King & Spalding and Dorsey & Witney leaders also said contingency fee cases contributed to their firm’s financial gains last year. For 2022, Lowenstein Sandler cited litigation and contingency fee work as a driver of a double-digit percentage gains in revenue and profits that year.
Lit Funding Terms
In light of the risks that come with contingency work, firms have increasingly sought out funders such as Burford Capital, which will fund a portion of their fees and expenses. “Our deals are what we call non-recourse,” said Meyerson, adding that means, “if a case we finance loses, our counter-party on that deal keeps that financing and has no further obligations to repay Burford.”

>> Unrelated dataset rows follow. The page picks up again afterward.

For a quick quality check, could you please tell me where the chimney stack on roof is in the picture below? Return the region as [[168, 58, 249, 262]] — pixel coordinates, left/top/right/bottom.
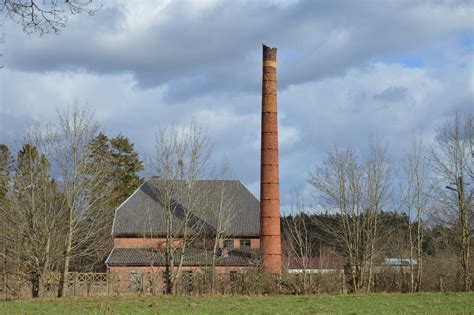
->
[[260, 45, 281, 273]]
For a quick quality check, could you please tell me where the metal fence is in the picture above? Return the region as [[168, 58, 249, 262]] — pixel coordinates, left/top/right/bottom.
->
[[0, 270, 472, 300]]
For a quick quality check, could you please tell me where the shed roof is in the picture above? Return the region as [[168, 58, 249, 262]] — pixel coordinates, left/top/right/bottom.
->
[[105, 247, 259, 266], [112, 178, 260, 237]]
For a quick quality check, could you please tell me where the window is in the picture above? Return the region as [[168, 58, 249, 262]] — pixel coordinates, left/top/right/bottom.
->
[[128, 270, 143, 292], [229, 270, 237, 282], [224, 240, 234, 249], [240, 240, 250, 247]]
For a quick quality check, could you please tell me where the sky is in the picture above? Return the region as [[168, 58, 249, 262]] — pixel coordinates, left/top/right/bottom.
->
[[0, 0, 474, 212]]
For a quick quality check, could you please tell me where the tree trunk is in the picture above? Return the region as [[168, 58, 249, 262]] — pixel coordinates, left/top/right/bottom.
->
[[458, 176, 471, 291], [58, 215, 72, 297], [30, 271, 41, 298]]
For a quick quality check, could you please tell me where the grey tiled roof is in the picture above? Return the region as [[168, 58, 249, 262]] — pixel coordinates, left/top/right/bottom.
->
[[105, 247, 259, 266], [112, 179, 260, 237]]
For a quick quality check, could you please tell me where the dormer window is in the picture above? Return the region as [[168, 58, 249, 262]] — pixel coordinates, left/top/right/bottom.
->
[[240, 240, 250, 248], [224, 240, 234, 249]]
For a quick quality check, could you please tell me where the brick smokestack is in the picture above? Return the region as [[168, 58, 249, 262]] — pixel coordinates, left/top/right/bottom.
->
[[260, 45, 281, 273]]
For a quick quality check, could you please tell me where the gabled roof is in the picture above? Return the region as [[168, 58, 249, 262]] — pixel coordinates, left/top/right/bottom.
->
[[112, 179, 260, 237], [105, 247, 260, 266]]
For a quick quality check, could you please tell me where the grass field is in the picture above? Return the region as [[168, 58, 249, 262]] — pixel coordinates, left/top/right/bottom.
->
[[0, 292, 474, 315]]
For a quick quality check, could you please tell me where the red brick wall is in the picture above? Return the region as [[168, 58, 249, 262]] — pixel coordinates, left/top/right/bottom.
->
[[114, 237, 181, 248], [114, 237, 260, 249], [219, 238, 260, 248], [109, 266, 251, 273]]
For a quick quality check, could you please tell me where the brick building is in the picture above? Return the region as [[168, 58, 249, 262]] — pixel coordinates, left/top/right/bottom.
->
[[106, 178, 260, 272]]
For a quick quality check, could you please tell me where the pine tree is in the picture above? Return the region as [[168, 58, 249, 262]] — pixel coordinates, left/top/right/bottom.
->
[[90, 133, 143, 208], [0, 144, 13, 202], [110, 134, 143, 205]]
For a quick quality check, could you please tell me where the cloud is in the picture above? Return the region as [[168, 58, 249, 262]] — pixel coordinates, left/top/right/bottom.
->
[[0, 1, 474, 210], [5, 1, 474, 101]]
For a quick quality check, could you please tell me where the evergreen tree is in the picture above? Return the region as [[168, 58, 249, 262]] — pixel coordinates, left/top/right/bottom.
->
[[91, 133, 143, 208], [0, 144, 13, 202], [110, 135, 143, 205]]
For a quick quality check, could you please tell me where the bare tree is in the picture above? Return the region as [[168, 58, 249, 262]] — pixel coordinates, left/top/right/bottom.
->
[[0, 136, 63, 297], [0, 0, 99, 35], [209, 160, 237, 293], [431, 114, 474, 291], [309, 141, 391, 292], [151, 121, 211, 293], [401, 138, 432, 292], [47, 106, 113, 296], [283, 191, 316, 294]]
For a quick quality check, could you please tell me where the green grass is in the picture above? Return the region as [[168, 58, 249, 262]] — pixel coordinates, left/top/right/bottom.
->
[[0, 292, 474, 315]]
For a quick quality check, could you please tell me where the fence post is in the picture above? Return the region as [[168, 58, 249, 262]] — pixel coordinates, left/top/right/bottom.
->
[[3, 269, 8, 301], [72, 272, 77, 296]]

“Probably unsurprisingly, our pricing reflects that risk,” he added. “We’re usually seeking some combination of a multiple on our investment amount, percentage of the outcome or an interest rate that in aggregate typically resembles a law firm contingency rate.” As a result, there is not a “one-size-fits-all model” for Burford’s pricing, Meyerson said.
“It is typical for firms to come to us asking for something close to full coverage on expenses, whereas on fees, there’s greater variability with firms who are willing to take on more or less of that risk,” Meyerson later said. While, overall law firms typically only see a small portion of their revenue derived from alternative fee arrangements, which includes contingency work, the percentage has grown in recent years.
The Citi Law Firm Leaders Survey found that 20.6% of 2022 revenue came from AFAs, which is the highest average the survey has recorded. In 2023, similar proportions are expected, according to the 2024 Citi Hildebrand Client Advisory. By 2025, 72% of law firms expect revenue from AFAs to increase, the advisory said.